Objective

This project aimed to demonstrate and evaluate a novel technology that non-intrusively monitors the electricity consumption of individual devices inside a building. Energy consumption in U.S. Department of Defense (DoD) buildings represents a major cost and has both security and environmental impacts. For these reasons, the DoD continuously seeks to reduce energy consumption in its building stock. The starting point must be a good understanding of how much energy is consumed and which devices are consuming it. The Belkin Echo is a novel technology that enables non-intrusive electricity monitoring of individual devices inside a building. Non-intrusive monitoring is attractive because it can substantially decrease the cost of acquiring detailed energy consumption data and permit rapid identification of energy waste or mechanical breakdown. One approach to non-intrusive load identification is to install a single, highly sensitive meter and apply cloud-based algorithms to identify unique high-frequency signatures of each energy-using device in the building.

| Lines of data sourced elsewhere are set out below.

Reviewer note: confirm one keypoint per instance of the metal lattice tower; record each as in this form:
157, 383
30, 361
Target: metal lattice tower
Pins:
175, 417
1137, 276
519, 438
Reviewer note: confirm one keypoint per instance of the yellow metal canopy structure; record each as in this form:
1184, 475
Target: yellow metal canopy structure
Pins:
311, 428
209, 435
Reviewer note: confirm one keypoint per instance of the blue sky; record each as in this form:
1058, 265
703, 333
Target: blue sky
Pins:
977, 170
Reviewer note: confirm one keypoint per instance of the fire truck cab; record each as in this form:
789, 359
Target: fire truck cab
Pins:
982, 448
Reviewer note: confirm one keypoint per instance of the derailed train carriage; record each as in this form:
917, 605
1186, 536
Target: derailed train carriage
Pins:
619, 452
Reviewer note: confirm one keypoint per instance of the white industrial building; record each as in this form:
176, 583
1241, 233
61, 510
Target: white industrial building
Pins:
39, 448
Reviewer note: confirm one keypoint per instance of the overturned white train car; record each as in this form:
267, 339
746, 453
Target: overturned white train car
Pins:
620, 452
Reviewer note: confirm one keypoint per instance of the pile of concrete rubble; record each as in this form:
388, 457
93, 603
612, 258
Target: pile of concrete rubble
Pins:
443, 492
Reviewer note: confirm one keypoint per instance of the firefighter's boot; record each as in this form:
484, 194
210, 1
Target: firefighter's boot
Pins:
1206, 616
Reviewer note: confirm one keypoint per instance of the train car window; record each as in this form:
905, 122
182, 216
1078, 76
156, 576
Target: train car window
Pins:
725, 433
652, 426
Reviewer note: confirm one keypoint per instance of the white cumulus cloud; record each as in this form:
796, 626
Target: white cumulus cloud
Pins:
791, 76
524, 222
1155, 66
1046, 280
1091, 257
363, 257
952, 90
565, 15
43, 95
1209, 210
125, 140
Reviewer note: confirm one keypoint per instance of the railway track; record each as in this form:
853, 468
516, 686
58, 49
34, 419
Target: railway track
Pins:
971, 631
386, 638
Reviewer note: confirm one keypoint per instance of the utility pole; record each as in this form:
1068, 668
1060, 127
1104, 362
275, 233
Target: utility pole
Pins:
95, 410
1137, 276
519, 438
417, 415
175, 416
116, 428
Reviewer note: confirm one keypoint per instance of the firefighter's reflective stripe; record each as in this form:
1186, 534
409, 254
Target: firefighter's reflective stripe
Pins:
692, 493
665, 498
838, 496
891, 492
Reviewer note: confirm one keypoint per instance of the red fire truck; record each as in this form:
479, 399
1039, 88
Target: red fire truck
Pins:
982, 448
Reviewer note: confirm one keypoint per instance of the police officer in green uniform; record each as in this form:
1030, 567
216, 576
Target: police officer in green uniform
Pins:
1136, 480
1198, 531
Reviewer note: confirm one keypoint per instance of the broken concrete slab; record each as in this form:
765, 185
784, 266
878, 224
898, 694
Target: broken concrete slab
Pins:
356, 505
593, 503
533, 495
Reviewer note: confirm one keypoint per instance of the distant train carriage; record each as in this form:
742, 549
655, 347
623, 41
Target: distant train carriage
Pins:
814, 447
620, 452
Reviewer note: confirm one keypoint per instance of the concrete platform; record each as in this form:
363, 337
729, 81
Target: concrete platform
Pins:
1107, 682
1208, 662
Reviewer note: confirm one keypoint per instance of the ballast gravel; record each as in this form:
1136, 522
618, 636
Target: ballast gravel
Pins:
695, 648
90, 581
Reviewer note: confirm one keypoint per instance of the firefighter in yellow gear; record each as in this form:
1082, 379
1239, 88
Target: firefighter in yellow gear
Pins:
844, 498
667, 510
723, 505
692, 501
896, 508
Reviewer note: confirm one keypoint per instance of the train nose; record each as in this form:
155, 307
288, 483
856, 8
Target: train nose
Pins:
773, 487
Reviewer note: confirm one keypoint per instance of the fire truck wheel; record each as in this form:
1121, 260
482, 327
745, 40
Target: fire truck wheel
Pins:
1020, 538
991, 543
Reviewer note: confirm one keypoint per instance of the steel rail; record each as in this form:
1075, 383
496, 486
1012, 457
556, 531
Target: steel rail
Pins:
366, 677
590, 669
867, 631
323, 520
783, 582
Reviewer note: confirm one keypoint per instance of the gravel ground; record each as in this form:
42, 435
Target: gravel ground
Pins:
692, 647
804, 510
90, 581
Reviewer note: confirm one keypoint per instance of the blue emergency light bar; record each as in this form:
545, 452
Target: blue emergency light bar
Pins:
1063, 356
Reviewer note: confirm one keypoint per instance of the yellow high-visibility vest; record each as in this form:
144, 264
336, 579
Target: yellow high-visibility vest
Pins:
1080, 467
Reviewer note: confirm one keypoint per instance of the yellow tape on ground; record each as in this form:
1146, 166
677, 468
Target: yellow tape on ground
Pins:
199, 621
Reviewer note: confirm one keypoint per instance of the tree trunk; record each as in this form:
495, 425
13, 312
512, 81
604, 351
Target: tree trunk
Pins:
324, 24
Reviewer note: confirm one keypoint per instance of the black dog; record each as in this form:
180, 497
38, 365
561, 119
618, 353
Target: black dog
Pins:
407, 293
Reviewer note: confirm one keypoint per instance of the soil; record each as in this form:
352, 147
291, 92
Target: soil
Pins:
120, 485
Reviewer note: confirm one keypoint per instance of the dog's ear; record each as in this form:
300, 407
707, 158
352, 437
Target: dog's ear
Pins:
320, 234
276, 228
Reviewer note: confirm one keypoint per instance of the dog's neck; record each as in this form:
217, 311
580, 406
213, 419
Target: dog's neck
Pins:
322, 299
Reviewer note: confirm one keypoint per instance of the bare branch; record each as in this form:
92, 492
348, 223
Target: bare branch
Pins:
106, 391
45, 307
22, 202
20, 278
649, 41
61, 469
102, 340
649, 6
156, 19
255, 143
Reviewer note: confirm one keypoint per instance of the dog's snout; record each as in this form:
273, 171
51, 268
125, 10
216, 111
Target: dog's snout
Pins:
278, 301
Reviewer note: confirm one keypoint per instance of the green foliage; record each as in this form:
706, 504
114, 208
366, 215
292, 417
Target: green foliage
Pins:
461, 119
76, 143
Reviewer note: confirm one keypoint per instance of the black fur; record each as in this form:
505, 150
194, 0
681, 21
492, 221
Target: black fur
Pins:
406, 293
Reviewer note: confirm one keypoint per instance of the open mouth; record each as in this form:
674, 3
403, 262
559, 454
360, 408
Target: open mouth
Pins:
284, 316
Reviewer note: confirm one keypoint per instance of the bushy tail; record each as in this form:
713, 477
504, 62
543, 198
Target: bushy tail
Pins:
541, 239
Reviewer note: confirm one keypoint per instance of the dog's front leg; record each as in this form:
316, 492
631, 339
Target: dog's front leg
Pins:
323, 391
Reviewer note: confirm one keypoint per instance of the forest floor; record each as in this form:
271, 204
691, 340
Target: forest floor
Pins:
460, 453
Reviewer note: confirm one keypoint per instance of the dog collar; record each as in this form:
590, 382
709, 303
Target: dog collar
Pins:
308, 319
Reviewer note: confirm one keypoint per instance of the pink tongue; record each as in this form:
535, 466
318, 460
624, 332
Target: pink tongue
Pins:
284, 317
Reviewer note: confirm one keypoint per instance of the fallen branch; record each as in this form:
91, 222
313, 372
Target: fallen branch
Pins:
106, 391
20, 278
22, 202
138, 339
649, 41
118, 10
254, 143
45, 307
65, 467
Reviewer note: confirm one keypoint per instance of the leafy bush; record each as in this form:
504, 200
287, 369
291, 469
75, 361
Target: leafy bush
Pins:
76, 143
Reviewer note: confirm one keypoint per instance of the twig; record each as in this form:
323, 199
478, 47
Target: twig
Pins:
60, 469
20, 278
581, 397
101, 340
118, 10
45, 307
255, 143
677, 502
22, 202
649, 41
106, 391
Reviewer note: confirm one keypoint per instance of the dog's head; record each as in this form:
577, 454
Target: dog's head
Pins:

The project’s primary goal was to demonstrate the technology and its ability to guide retrofits in DoD buildings. Success would be demonstrated by meeting four quantitative objectives:

  • Low-cost installation
  • Accurate measurement of energy consumption
  • Identification of energy consumption by individual devices
  • Identification of energy-saving measures and their impact

Technology Description

Belkin’s Echo technology consists of a sensor and disaggregation algorithms. The sensor collects real-time voltage and current measurements at one sampling rate, and broadband high frequency (HF) noise measurements at a second, much higher, sampling rate. The combination of power characteristics and the HF noise from each type of device has a unique signature that results from the device’s internal electrical circuit design. Echo captures this “signature,” which enables it to “itemize” electricity use of devices in the building.

Demonstration Results

The performance objectives were only partially achieved. The Echo was not able to generate an accurate itemization of electricity consumption, but it was able to identify some major loads and estimate their energy consumption. Echo’s most novel feature, extracting performance behavior from high-frequency power data, had difficulty identifying device signatures because: non-specific high frequency noise obscured many device signatures; the high number of simultaneous device signatures greatly complicated identification; and many devices had power consumption (or changes in power) around 100 watts, which was below the measurement threshold. More than 30 percent of all electricity consumption in the buildings was continuous, and that consumption was invisible to the Echo technology. An Echo deployment in a single building costs about $19,000 more than a circuit-level monitoring technology. The higher costs of Echo data analysis are largely responsible for the difference, though they are offset by the lower costs of installation and removal. The Echo metering system would most likely be cheaper than circuit-level monitoring for basewide deployment because Echo’s costs decline sharply with scale, while circuit-level metering costs decline less so.

Implementation Issues

Belkin’s Echo was designed for residential applications and required extensive modification to accommodate three-phase service at Joint Base Lewis-McChord (JBLM) buildings. It also required time-consuming post-processing. The most important institutional barrier was restrictions on communications inside the military bases. Security regulations prevented the use of base communications networks and forced development of a unique communications strategy for each building.